Daredevil es un personaje lunar, transita la noche tal como hacen Batman o Flecha Verde. Igual que a ellos, un disparo o una cuchillada en cualquier callejón puede matarlo. Pero si aquellos héroes de la competencia (el otro gran sello editorial norteamericano: DC) han viajado hasta los rincones más remotos del planeta, este protagonista no sale de su territorio. La historia renuncia a cualquier pretensión totalizadora y ciñe su alcance al ámbito parroquial, ese barrio hiperbólicamente llamado “La cocina del diablo”.
El contexto y su atmósfera asfixiante son los que otorgan consistencia al relato y lo vuelven plausible.

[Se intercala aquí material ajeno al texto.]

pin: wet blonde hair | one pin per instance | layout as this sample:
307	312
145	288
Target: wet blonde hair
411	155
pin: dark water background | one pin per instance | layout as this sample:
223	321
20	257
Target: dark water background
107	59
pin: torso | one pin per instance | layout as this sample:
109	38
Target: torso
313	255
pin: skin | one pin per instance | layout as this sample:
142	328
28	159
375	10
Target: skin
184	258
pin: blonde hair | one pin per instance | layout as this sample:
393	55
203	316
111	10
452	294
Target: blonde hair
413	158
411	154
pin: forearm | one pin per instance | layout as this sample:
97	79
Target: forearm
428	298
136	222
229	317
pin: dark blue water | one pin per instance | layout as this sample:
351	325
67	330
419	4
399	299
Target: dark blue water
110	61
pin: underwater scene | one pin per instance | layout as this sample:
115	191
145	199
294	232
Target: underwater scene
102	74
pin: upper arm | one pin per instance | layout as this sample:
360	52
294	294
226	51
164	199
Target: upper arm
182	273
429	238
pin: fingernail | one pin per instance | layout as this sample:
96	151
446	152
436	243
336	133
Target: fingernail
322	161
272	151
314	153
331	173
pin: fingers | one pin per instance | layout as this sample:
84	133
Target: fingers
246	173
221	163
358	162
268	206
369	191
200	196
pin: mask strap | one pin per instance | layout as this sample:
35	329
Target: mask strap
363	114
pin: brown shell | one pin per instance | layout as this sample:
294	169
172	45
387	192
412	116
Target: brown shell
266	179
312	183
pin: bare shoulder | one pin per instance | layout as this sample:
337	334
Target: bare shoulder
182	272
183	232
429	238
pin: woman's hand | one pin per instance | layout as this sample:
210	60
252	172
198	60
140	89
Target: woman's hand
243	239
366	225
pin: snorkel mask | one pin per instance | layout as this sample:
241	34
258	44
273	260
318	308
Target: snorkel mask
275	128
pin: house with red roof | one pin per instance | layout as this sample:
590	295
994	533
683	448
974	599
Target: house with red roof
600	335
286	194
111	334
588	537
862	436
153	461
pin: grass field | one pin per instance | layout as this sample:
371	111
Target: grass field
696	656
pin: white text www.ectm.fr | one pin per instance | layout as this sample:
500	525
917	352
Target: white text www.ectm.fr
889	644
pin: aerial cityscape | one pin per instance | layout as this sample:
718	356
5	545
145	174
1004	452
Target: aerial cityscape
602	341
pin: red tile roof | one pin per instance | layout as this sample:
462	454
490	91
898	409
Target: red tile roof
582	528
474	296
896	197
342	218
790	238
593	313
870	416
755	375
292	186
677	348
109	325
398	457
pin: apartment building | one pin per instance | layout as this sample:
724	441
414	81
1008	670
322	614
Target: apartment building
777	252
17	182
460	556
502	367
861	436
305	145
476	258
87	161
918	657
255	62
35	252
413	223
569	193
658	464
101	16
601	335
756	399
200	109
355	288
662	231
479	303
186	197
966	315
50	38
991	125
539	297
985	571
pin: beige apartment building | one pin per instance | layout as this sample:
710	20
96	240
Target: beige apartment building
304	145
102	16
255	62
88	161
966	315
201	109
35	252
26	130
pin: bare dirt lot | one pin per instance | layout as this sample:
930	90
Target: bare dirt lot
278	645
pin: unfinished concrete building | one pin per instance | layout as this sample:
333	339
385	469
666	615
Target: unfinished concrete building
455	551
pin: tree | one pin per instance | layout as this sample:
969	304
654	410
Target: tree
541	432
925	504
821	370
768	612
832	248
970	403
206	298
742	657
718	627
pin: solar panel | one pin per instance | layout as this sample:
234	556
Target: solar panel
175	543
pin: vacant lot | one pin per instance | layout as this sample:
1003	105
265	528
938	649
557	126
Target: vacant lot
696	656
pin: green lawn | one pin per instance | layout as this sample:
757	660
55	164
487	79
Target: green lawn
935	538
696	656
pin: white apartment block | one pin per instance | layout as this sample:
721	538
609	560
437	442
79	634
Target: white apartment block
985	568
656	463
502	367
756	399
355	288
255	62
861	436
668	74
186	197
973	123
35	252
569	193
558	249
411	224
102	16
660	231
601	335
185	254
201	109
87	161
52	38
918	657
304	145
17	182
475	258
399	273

Tal como la novela negra lo viene haciendo desde los tiempos de Hammet, Chandler y McDonald, la versión televisiva de la historieta pone ante nuestros ojos la cara menos amable de un sistema social que consagra diferencias y provoca exclusión no ya en los arrabales del mundo sino en sus propios suburbios.
La televisión vuelve a demostrar que, más allá de la basura que ocasional o regularmente ofrece, también está en condiciones de generar textos de mayor espesor conceptual. Hasta un serial en torno de una figura de consistencia deficitaria es capaz de exponer “el conjunto de lo que es posible a los ojos de los que saben”. Cuando en su “Poética” Aristóteles lo expresaba en estos términos, ese colectivo de sabios seguramente era selecto y reducido. Hoy se expande en cada ocasión en la que la realidad se filtra, inclusive a través de una propuesta ficcional con tintes fantásticos.

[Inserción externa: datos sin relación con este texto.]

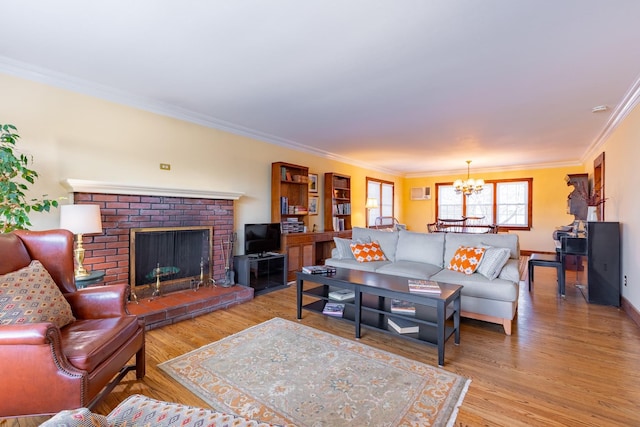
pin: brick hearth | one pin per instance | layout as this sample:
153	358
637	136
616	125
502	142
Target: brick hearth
124	207
187	304
120	213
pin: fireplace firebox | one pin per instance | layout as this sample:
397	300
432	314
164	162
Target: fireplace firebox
169	259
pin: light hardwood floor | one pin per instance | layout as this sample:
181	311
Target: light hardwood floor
567	363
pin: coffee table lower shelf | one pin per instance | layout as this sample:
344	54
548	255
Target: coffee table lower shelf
437	317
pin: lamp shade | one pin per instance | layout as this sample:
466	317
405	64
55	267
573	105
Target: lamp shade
81	219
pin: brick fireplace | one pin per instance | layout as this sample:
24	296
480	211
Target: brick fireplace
122	209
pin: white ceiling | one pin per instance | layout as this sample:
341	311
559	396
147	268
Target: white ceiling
405	86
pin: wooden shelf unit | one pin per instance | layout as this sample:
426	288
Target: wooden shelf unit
337	201
291	183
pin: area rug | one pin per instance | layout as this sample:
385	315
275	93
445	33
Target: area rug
286	373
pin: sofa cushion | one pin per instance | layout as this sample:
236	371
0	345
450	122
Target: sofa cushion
29	295
414	270
355	265
81	417
420	247
466	259
367	252
476	285
88	343
493	261
387	240
510	271
452	241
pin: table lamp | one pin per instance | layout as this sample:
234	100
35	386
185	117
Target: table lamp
80	219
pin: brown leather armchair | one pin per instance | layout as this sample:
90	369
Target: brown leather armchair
45	369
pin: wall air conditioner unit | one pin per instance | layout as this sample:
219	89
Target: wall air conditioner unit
421	193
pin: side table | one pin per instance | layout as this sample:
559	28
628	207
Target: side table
93	278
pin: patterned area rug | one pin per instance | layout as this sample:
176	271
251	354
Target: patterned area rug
286	373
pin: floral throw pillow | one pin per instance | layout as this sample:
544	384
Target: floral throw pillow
367	252
466	259
30	295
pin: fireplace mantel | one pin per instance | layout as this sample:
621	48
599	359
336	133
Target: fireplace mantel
84	186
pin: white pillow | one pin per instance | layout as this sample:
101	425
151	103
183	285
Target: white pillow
493	261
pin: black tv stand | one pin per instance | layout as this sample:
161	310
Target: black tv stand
264	273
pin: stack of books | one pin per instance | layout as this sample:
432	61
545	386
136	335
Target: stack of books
334	309
325	270
424	286
292	225
403	307
342	295
402	326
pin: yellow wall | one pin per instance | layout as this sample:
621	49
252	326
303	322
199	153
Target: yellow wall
549	198
621	174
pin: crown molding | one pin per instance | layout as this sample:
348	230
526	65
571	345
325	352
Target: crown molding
629	102
83	186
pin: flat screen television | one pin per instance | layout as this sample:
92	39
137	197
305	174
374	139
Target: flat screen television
261	238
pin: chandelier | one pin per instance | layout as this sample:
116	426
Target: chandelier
468	186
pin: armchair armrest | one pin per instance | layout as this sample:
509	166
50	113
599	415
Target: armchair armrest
28	334
99	302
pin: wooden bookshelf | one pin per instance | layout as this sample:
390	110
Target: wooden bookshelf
289	194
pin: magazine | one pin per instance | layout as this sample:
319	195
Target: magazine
403	307
402	326
333	309
319	269
424	286
342	295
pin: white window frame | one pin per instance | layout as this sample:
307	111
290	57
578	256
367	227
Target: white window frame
384	192
522	209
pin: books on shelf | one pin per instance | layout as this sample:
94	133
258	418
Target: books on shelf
334	309
319	269
292	225
338	224
284	205
403	307
424	286
402	326
342	295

A pesar de las cortapisas morales y las dudas existenciales que muestra el atormentado ejecutor, la premisa del “vigilante” que toma la justicia en mano propia, continúa siendo cuestionable. Pero eso no impide advertir las diferencias entre el relato oscuro y sucio de los héroes lunares y las historias optimistas de los personajes “solares” como Superman, tan ajenos a cualquier hondura dramática.
Los claroscuros de los personajes nocturnales les imprimen dosis de humanidad y realismo que favorecen el fenómeno de inmersión ficcional mediante el cual el espectador resuelve zambullirse en el texto.
Para que esto ocurra debe darse el proceso que la narratología ha dado en llamar suspensión voluntaria de la incredulidad: alentado por la ilusión de realidad que el relato proyecta, el público se identifica con protagonistas, situaciones y escenarios.
Para propiciarlo los autores utilizan el recurso de regulación que, a la hora de crear mundos, les evita que su imaginación adquiera formas inventivas desaforadas. De ese modo, los espectadores reconocen las alusiones a su propia realidad incluso en una obra en la que un ciego trepa edificios, salta de una azotea a otra y aporrea guerreros ninjas.
* Docente-investigador de la Universidad Nacional del Comahue.